Und als der Esel frisch beschlagen war, dankte ihm das Männlein und reichte ihm ein neues Hämmerchen. „Nehmt es trotzdem, vielleicht ist es ja noch zu etwas gut.“

Und der junge Geselle barg das Hämmerchen in seiner Tasche und zog weiter über Land von einer Schmiede zur nächsten.

Bis ihn eines Tages die Kunde erreichte, dass der König selbst den Schmiedekünstler suchen ließ, der imstande war, Blumen und Ranken zu schmieden, die so fein gearbeitet waren, dass man meinte, sie würden noch weiterwachsen und blühen.

Da eilte der junge Geselle zum Palast.

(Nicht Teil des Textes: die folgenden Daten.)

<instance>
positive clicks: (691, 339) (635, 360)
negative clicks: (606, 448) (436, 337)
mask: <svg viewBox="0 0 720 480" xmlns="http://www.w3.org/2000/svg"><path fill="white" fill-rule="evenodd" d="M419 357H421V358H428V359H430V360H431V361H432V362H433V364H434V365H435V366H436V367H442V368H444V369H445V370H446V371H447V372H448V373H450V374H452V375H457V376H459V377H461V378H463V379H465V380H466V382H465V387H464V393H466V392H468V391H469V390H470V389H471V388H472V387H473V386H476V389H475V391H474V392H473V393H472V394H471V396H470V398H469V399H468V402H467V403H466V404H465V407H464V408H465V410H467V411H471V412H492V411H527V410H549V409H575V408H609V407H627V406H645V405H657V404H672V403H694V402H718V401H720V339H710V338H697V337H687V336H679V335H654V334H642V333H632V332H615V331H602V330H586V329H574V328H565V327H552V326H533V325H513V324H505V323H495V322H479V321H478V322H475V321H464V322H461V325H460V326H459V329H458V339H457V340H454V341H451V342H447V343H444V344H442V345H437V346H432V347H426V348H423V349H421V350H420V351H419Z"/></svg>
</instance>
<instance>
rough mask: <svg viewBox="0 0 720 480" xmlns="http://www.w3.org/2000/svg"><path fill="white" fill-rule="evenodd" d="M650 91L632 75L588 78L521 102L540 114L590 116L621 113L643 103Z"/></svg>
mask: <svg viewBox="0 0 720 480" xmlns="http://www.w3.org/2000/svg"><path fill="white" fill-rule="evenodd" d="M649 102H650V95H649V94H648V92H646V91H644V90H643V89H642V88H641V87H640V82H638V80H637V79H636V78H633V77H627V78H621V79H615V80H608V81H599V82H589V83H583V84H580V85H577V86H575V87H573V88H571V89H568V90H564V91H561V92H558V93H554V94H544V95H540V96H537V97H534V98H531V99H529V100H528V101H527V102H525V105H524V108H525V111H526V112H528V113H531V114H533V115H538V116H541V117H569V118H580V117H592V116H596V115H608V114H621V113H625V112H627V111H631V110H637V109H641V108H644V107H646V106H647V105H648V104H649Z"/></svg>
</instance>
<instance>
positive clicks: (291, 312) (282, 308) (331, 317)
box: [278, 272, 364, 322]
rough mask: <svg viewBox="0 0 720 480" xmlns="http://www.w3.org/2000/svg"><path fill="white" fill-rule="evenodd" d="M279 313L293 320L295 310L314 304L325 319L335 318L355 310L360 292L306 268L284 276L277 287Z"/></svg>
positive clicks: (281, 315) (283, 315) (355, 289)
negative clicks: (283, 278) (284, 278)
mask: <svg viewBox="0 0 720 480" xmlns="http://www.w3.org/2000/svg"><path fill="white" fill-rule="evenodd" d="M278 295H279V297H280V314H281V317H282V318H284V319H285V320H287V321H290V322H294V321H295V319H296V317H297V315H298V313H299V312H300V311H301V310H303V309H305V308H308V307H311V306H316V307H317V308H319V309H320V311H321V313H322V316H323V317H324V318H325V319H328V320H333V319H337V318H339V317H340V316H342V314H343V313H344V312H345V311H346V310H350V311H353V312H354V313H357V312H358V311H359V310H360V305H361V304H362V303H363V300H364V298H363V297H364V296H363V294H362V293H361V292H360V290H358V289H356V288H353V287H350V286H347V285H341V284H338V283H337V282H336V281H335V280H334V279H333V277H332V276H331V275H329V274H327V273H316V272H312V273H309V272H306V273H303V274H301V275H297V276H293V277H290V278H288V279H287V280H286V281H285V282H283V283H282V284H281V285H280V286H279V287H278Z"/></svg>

Und der König führte ihn in die Hofschmiede und hieß ihn, eine Rose zu schmieden. Und als er sah, dass er den Künstler gefunden hatte, ernannte er ihn zum königlichen Hofschmiedemeister.

Und das erste, was der neue Meister schmiedete, war ein eisernes Eselchen, das er über der Tür seiner Schmiede anbrachte. Und er ließ verkünden, dass er jeden lahmen Esel, egal woher und wohin, umsonst neu beschlagen würde, für jetzt und alle Tage.